Ryan Howard and the Phillies clearly do not see eye-to-eye on money. Prior to the start of last season Howard was reportedly upset the Phillies failed to offer him a salary in excess of one million dollars following his winning the MVP award. Instead, they offered him $900,000, a figure that represented an enormous raise while tying him (with Albert Pujols) for the highest salary every paid to a player with less than two years major league experience. Still, many thought, including this observer, the Phillies could have upped the price to the magic number if only to keep their big guy happy. Gestures, alas, are not the Phillies' strong suit.
This winter, Howard, who is eligible for arbitration for the first time, and the Phillies are far apart on money again, Howard reportedly seeking $10 million and the team countering with $7 million. If the two sides even discussed a long-term deal, no one is acknowledging the conversation took place. Meanwhile, the Phillies have previously signed some of their other core players to long-term deals of varying lengths. Speculation is rampant in these parts that should the negotiations proceed to the arbitration panel Howard will win his case. After all, he won the ROY and MVP in successive seasons and followed those with 48 home runs and 136 rbi's in his third year. No one in baseball has hit more long balls and driven in more runs during that stretch, and if you think the paying public doesn't come to see long balls, what are the origins of the fuss over steroids about?

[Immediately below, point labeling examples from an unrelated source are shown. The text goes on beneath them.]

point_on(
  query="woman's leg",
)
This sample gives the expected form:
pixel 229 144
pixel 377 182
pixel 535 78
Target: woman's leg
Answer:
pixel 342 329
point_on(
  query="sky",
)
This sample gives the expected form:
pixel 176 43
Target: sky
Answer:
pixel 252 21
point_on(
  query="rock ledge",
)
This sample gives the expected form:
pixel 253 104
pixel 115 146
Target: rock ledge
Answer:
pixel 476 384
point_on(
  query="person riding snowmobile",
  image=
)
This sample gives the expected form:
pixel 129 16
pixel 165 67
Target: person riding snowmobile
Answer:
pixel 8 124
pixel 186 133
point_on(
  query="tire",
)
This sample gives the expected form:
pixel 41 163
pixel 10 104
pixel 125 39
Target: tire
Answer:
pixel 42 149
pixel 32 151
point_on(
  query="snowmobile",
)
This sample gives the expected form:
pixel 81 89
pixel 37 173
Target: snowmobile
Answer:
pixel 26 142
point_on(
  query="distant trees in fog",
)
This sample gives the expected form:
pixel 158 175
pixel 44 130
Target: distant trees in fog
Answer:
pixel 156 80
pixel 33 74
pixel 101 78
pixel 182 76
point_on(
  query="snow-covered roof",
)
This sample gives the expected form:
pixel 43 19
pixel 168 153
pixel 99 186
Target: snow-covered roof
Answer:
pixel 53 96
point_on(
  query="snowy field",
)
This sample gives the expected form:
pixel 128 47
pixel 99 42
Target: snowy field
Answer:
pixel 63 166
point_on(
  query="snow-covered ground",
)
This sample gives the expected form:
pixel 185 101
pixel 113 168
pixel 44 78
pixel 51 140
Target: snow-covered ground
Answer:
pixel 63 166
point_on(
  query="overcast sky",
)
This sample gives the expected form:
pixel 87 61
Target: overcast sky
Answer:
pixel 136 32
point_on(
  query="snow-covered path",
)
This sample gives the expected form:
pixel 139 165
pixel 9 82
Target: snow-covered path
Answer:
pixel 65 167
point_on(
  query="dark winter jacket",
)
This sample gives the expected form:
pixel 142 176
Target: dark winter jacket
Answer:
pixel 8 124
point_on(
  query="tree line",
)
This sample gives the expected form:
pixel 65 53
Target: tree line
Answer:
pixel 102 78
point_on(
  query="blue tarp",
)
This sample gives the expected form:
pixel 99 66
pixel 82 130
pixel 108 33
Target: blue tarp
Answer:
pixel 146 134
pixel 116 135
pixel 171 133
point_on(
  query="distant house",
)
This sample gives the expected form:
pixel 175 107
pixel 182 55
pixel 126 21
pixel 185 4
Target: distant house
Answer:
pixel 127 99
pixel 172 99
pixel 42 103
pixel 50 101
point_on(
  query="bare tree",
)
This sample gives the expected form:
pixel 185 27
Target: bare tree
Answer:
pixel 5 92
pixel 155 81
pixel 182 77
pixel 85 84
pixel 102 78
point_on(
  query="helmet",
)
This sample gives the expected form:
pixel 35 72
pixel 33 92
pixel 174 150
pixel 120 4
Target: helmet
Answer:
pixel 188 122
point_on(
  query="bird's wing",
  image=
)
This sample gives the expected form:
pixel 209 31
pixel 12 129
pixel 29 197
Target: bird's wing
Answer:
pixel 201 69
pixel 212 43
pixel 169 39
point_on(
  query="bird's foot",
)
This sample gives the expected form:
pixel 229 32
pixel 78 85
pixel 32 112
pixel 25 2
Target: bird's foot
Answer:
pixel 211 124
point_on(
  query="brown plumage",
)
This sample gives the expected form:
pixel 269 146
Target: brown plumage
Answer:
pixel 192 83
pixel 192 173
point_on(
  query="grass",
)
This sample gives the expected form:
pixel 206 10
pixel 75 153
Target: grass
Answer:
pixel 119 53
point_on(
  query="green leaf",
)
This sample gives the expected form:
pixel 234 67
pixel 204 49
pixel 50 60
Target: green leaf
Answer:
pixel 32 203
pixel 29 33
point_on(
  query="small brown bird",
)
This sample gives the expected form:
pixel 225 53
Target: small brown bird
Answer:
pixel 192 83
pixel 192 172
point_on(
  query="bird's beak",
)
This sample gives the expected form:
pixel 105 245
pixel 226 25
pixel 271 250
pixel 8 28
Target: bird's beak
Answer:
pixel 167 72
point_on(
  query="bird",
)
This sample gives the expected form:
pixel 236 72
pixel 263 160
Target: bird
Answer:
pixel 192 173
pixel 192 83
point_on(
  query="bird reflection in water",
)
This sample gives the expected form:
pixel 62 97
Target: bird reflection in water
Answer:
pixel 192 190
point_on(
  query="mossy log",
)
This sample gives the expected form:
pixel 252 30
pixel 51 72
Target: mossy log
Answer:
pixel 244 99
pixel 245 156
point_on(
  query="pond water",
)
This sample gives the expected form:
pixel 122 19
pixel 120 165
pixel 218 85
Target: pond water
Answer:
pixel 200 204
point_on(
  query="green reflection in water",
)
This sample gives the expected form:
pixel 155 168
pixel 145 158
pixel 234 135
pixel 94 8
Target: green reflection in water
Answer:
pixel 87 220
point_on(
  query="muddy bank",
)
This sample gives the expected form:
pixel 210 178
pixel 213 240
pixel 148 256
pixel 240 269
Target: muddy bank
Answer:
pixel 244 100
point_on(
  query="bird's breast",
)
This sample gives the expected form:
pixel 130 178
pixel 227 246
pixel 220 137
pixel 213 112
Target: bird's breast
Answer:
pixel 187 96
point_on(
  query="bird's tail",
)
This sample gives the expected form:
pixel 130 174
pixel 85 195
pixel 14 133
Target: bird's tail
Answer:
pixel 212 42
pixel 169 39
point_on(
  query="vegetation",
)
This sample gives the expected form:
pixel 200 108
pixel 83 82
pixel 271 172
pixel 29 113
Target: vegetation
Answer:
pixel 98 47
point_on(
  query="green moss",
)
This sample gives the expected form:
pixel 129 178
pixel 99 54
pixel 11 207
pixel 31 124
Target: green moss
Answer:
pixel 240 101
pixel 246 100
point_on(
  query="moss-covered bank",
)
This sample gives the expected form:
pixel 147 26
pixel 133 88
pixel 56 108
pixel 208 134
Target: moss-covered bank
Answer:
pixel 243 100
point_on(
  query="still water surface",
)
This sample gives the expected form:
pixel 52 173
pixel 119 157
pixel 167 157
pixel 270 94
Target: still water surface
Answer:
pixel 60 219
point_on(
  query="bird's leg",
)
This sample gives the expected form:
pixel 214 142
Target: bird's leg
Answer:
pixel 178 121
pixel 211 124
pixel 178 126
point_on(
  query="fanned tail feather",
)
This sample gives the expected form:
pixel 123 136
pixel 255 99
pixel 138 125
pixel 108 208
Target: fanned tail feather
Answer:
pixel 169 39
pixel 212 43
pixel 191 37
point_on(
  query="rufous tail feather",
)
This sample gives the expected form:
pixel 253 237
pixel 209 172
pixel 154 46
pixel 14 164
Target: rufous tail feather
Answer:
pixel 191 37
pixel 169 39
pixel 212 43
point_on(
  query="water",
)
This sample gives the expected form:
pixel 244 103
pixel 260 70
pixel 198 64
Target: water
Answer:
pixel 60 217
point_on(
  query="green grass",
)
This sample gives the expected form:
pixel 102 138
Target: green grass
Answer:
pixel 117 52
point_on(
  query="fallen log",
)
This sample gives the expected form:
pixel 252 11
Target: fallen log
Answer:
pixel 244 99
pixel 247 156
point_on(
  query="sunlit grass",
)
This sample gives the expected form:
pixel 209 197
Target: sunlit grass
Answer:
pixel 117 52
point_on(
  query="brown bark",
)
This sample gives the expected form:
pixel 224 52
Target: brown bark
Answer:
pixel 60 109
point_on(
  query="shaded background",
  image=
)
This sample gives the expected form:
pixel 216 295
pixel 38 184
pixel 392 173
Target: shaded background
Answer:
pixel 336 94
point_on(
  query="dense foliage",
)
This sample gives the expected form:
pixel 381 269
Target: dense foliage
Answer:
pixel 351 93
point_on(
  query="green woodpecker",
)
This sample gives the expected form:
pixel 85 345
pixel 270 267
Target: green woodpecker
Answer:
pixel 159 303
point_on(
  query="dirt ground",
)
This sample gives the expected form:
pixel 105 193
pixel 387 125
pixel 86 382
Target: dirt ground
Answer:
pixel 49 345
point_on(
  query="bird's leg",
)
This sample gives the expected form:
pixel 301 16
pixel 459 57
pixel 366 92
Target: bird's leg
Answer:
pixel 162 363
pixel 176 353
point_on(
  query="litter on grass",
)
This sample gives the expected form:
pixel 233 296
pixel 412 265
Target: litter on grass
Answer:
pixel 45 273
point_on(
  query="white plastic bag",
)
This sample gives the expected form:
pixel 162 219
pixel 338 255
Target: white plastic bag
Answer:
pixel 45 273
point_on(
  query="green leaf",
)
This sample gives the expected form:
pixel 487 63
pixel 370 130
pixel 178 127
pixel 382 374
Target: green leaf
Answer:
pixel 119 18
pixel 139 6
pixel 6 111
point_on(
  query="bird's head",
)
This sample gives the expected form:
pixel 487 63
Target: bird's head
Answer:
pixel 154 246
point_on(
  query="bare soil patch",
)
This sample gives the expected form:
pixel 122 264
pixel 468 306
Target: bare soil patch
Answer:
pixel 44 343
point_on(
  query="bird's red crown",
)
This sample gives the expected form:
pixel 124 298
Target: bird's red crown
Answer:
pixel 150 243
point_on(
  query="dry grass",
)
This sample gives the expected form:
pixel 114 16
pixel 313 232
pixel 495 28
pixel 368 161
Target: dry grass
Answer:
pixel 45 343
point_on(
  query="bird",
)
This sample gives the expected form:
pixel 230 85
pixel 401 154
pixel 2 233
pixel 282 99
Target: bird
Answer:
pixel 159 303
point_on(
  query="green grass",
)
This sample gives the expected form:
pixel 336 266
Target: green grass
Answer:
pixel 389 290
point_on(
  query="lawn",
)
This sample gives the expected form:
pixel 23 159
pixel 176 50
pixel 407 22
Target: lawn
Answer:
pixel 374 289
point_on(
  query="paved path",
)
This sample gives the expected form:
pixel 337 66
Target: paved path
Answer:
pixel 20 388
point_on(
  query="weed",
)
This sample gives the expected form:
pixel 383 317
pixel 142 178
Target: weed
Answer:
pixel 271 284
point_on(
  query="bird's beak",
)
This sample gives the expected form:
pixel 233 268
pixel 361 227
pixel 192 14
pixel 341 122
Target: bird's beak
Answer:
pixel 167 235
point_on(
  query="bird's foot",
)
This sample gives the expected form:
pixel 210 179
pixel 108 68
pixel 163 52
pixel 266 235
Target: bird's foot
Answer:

If the arbiters do side with Howard he may very well be content to sign a series of one year deals after that until he reaches free agency. If things get that far, he's gone for sure. For their part, the Phillies seem content to offer Howard short-term money that puts him at or near the top of his category each time negotiations get underway but not more. They just don't get it. This is the guy people come to see. Yes, we love the way Chase plays the game. Sure, Jimmy is the spark plug. But no one wants to be standing in line at the mens' room when Howard comes to bat. After all, how many chances do we earthlings get to watch moon shots?
But the Phillies just don't seem to get it. They don't have to pay Howard the [admittedly crazy] money he deserves and until now they've shown absolutely no willingness to do so. Howard felt disrespected during last season's negotiations and he doesn't feel any better about his treatment during this one. Some guys put those things behind them. Howard won't. By my estimation, the Phillies have about one or two more weeks before the poison the atmosphere forever. They just don't get it and shortly they won't be given another chance to figure things out.